Après une manifestation durant laquelle plusieurs élus avaient été bousculés, mi-octobre, juste avant une séance du conseil d'agglomération du Grand Belfort, le parquet de Belfort a ouvert une enquête pour violences, a-t-on appris ce mardi.

Près de 200 personnes s'étaient rassemblées devant la mairie annexe.
Près de 200 personnes s'étaient rassemblées devant la mairie annexe. © Radio France - Nicolas Wilhelm

INFO FRANCE BLEU BELFORT MONTBÉLIARD. Le parquet de Belfort ouvre une enquête après les incidents survenus en marge du conseil d'agglomération du Grand Belfort, le jeudi 15 octobre dernier. Ce soir-là, juste avant la séance plénière, plusieurs élus, dont le président de l'agglomération Damien Meslot, avaient été bousculés par des manifestants.

Les manifestants étaient opposés à la suppression du COS, le Comité des Œuvres Sociales, l'équivalent du CE des agents. Près de 200 personnes s'étaient alors rassemblées devant la mairie annexe, à l'appel d'une intersyndicale CGT et CFDT.
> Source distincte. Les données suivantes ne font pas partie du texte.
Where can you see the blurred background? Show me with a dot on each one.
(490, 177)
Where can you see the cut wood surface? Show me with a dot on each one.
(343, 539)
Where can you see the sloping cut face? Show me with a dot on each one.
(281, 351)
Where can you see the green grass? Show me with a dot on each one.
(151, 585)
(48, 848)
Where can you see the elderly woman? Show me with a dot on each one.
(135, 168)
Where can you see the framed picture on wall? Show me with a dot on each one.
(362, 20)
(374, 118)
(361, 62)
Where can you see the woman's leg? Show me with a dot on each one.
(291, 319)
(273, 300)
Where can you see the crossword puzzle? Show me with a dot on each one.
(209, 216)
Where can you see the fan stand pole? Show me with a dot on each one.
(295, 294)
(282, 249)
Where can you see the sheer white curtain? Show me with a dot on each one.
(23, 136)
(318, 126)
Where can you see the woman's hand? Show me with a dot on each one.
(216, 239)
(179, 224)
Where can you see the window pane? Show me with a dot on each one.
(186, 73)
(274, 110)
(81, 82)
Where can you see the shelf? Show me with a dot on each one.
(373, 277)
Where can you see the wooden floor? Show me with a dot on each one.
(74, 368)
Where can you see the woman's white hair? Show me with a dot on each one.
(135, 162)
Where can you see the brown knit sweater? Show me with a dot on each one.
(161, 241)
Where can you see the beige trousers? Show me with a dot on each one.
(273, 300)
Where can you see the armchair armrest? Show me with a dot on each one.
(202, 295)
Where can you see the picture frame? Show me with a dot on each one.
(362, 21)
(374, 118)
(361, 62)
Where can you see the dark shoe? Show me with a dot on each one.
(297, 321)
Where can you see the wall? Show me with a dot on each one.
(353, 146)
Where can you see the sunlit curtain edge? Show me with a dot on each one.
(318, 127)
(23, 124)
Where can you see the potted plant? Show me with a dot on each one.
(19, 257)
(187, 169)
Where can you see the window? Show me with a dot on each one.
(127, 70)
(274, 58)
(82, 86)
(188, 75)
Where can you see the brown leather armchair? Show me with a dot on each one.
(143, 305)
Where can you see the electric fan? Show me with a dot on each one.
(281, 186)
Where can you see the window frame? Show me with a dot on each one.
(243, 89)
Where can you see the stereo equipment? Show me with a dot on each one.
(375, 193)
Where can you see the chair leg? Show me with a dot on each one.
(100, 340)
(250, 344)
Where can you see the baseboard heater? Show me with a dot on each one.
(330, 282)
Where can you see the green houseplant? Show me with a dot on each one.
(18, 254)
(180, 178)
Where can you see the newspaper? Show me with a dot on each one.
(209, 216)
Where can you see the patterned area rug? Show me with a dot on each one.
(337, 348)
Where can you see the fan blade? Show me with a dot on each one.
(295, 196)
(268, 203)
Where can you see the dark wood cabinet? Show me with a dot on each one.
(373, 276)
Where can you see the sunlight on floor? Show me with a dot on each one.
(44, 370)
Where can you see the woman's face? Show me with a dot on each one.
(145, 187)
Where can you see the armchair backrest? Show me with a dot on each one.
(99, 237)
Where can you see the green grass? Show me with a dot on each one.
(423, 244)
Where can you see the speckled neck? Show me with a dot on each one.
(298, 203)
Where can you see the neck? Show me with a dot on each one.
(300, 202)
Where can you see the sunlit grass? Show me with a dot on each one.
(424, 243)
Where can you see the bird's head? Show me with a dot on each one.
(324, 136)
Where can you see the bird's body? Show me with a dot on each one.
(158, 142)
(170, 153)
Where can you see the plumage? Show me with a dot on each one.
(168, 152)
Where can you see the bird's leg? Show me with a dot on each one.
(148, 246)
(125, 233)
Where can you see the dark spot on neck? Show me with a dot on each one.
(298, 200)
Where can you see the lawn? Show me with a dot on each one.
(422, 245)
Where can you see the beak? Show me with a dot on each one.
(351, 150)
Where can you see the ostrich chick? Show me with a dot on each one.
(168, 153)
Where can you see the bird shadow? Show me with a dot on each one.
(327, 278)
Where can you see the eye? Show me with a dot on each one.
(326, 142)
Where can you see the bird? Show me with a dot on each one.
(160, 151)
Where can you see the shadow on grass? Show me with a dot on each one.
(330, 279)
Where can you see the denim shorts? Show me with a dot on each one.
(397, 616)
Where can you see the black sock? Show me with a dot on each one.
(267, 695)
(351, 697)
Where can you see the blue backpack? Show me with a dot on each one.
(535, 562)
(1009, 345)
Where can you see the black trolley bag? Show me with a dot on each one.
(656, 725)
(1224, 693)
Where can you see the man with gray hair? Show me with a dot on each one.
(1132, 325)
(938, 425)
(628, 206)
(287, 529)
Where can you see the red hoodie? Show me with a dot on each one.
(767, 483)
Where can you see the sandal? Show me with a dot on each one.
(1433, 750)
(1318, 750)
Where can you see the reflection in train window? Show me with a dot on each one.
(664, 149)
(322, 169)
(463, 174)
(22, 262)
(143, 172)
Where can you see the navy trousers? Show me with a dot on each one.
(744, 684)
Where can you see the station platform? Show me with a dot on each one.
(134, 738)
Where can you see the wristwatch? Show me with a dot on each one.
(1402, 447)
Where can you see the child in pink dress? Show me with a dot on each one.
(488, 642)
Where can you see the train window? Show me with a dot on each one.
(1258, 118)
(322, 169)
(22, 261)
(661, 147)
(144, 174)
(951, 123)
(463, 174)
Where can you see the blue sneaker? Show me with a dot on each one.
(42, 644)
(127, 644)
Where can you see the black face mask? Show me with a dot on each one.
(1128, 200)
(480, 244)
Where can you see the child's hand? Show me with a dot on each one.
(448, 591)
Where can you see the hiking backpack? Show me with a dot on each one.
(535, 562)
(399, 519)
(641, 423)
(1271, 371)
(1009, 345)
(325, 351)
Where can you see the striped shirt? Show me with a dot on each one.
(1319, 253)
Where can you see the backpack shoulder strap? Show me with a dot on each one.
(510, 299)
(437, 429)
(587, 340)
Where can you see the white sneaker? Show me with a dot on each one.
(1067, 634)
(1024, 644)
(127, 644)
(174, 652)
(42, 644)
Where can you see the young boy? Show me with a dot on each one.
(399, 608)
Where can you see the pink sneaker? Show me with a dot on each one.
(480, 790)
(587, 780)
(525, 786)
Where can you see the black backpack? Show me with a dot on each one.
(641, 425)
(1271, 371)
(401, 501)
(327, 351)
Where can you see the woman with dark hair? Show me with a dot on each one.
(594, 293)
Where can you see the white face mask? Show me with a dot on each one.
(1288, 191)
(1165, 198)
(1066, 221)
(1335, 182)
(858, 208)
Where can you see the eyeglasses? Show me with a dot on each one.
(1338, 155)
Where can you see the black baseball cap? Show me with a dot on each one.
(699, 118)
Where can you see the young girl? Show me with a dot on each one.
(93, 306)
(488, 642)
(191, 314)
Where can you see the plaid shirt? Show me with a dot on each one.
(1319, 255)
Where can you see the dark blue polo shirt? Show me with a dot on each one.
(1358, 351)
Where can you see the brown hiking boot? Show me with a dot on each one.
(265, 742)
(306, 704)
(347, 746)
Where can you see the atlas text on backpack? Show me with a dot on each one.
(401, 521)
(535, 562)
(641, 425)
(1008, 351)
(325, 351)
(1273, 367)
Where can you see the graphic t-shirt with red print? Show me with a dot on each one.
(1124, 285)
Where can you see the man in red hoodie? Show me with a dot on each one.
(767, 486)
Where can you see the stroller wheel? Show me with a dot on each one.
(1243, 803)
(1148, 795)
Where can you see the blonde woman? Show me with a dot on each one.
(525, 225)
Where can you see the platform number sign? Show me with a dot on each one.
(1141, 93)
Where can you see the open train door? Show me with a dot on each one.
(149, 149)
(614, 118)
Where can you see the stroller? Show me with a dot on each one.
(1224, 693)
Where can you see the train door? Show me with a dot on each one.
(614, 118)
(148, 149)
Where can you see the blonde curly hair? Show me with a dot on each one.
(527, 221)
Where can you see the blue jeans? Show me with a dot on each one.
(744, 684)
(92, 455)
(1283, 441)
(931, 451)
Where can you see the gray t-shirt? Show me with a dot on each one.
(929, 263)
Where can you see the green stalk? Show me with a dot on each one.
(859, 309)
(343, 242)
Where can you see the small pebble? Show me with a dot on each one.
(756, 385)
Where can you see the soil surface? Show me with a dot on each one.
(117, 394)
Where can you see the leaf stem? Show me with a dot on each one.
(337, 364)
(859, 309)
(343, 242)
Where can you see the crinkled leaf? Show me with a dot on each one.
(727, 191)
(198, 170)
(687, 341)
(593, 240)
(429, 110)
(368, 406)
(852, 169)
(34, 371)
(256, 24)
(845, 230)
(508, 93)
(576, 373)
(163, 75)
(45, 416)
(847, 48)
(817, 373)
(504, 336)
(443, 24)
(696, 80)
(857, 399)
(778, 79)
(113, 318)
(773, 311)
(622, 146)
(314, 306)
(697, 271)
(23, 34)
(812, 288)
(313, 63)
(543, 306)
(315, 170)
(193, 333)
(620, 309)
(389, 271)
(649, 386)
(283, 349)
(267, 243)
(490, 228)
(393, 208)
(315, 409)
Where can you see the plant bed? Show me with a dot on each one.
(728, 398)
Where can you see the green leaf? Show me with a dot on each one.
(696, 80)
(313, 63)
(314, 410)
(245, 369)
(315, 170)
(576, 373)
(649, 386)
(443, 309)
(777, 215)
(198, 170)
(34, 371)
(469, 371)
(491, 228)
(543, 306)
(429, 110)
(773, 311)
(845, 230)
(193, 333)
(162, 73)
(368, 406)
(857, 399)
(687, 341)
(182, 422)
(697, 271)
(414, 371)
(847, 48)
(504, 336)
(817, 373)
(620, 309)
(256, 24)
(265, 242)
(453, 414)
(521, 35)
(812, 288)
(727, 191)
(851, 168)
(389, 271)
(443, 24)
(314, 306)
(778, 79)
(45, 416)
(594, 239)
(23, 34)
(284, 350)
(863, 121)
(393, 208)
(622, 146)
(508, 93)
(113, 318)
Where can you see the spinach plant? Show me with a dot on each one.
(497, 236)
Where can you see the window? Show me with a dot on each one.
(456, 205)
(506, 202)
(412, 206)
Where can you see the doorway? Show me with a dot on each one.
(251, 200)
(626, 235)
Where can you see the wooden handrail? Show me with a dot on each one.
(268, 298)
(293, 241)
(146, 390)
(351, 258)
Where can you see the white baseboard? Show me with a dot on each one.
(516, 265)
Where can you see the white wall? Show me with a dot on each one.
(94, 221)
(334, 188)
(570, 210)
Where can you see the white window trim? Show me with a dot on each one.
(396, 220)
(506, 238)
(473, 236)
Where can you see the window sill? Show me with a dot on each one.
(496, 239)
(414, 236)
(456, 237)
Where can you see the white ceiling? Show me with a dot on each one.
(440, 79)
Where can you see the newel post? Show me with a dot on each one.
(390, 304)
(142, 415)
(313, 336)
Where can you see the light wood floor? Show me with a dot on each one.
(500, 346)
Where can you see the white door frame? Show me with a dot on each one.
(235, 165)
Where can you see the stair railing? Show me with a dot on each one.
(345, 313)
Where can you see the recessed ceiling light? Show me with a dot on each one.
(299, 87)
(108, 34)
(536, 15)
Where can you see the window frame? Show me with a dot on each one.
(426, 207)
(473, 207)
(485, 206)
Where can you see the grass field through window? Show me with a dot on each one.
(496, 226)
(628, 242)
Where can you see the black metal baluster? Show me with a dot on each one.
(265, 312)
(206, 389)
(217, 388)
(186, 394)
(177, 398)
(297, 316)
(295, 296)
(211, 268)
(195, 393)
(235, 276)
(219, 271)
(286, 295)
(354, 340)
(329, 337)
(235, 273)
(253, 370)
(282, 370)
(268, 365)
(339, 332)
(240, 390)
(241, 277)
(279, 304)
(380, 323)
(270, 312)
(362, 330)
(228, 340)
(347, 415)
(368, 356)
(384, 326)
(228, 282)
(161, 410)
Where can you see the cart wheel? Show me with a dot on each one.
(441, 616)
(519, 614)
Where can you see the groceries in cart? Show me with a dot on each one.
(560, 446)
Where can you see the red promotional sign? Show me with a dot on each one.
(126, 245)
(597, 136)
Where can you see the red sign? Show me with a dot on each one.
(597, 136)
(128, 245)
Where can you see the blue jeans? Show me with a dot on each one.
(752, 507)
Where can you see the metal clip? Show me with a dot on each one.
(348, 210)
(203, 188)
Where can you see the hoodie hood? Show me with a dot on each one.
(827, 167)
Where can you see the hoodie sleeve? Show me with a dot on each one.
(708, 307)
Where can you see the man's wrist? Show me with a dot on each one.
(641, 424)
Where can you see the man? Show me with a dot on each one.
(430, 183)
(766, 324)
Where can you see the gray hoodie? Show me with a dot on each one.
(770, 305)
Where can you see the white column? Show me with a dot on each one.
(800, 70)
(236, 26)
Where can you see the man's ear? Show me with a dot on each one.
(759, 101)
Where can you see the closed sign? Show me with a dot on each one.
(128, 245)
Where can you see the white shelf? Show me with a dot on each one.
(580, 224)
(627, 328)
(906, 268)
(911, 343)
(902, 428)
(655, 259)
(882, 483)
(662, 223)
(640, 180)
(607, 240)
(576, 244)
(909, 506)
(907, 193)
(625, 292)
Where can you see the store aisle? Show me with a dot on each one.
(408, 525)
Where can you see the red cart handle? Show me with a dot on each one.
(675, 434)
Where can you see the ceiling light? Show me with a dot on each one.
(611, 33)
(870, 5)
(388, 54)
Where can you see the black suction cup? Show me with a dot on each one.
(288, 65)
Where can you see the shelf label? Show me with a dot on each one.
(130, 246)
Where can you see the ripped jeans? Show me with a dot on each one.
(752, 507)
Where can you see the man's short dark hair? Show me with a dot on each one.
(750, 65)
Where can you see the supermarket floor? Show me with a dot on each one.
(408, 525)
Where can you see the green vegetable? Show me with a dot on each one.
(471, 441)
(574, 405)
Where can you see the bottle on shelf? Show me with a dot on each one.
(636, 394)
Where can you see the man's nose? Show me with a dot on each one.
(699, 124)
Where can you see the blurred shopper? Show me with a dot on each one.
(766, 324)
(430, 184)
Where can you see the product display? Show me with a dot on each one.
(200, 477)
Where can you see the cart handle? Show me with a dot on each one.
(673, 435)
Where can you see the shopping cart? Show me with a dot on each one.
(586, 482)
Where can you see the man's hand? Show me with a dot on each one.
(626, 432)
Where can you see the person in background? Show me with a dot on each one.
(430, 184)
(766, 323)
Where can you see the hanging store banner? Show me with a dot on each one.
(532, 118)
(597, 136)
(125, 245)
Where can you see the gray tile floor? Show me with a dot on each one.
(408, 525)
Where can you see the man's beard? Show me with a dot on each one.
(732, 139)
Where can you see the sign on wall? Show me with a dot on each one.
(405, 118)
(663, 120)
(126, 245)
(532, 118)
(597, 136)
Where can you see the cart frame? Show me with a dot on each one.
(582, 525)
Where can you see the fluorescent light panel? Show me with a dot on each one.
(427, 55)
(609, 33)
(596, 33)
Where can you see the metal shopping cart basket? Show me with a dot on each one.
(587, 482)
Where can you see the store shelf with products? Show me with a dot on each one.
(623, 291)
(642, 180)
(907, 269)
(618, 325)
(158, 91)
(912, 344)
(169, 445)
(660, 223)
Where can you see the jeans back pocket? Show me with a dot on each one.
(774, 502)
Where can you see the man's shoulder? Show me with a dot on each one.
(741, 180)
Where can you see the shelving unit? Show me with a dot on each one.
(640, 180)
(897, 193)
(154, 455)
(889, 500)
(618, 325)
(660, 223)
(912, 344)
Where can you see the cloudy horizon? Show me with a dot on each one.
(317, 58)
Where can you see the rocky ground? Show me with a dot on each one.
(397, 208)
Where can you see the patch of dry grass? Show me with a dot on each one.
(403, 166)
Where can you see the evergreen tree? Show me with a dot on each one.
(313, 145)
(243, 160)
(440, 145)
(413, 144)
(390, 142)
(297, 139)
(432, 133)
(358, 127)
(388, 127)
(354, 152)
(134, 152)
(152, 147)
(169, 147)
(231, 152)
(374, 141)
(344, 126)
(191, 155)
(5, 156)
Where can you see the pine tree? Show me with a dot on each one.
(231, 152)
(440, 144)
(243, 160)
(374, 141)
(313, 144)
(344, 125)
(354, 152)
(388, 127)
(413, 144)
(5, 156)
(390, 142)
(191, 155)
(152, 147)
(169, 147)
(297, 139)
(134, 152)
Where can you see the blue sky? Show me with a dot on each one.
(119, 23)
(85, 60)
Le Préfet a signalé les faits au Parquet

Dès lors qu'un élu est victime de violences ou d'injures, le Préfet peut en effet porter plainte, ou signaler les faits au Procureur, en vertu de l'article 40 du code de procédure pénale. C'est ce qu'a fait Jean-Marie Girier, dans un courrier envoyé au Parquet, en date du 17 octobre, et que nous avons pu consulter.

Le Préfet du Territoire y évoque une manifestation "non déclarée", au cours de laquelle plusieurs élus ont été "pris à partie par des individus se livrant à des insultes, des menaces et des intimidations physiques". Parmi les élus visés : Damien Meslot, le président de l'agglomération, Marie-France Céfis, la maire de Valdoie mais aussi le député LR Ian Boucard.

De tels agissements attentent aux personnes, et au bon déroulement du débat démocratique (le Préfet)

"Le lendemain, en marge du conseil municipal, des individus ont tenté de pénétrer dans l’enceinte du bâtiment par un accès fermé dans l’intention de perturber la tenue des débats", ajoute le Préfet. "Le droit de manifester est un droit constitutionnellement garanti. Cette liberté ne mérite pas d'être altérée par de tels agissements qui attentent aux personnes, et au bon déroulement du débat démocratique", conclut-il.

Le Procureur a donc ouvert une "enquête pour violences", une procédure confiée au commissariat de Belfort. D'après nos informations, aucun protagoniste n'a encore été auditionné dans cette affaire, ni les élus, ni les manifestants. Ce pourrait être le cas dans les semaines qui viennent. A charge ensuite au Procureur de décider d'éventuelles poursuites judiciaires.

De son côté, Damien Meslot le maire de Belfort, précise qu'il "n'a pas l'intention de porter plainte" : "je considère que l'affaire est close et qu'il faut apaiser les choses" nous a-t-il confié, tout en prenant acte de l'enquête judiciaire en cours, après que le Procureur se soit auto-saisi.

Que dit l'article 40 du Code de procédure pénale ?

Cet article impose à toute autorité publique de signaler une infraction dont elle a connaissance : "Toute autorité constituée, tout officier public ou fonctionnaire qui, dans l’exercice de ses fonctions, acquiert la connaissance d’un crime ou d’un délit est tenu d’en donner avis sans délai au procureur de la République et de transmettre à ce magistrat tous les renseignements, procès verbaux et actes qui y sont relatifs".

En 2019 en France, 607 maires ou adjoints ont été victimes d'outrages (224) ou d'atteintes volontaires à l'intégrité physique (383), l'Etat avait annoncé un renforcement des mesures pour les protéger. Fin octobre, après une réunion sur le sujet avec les élus locaux, le Préfet du Territoire avait annoncé qu'il déposerait une plainte ou effectuerait "un signalement systématique au nom de l’État lorsqu’un élu sera victime".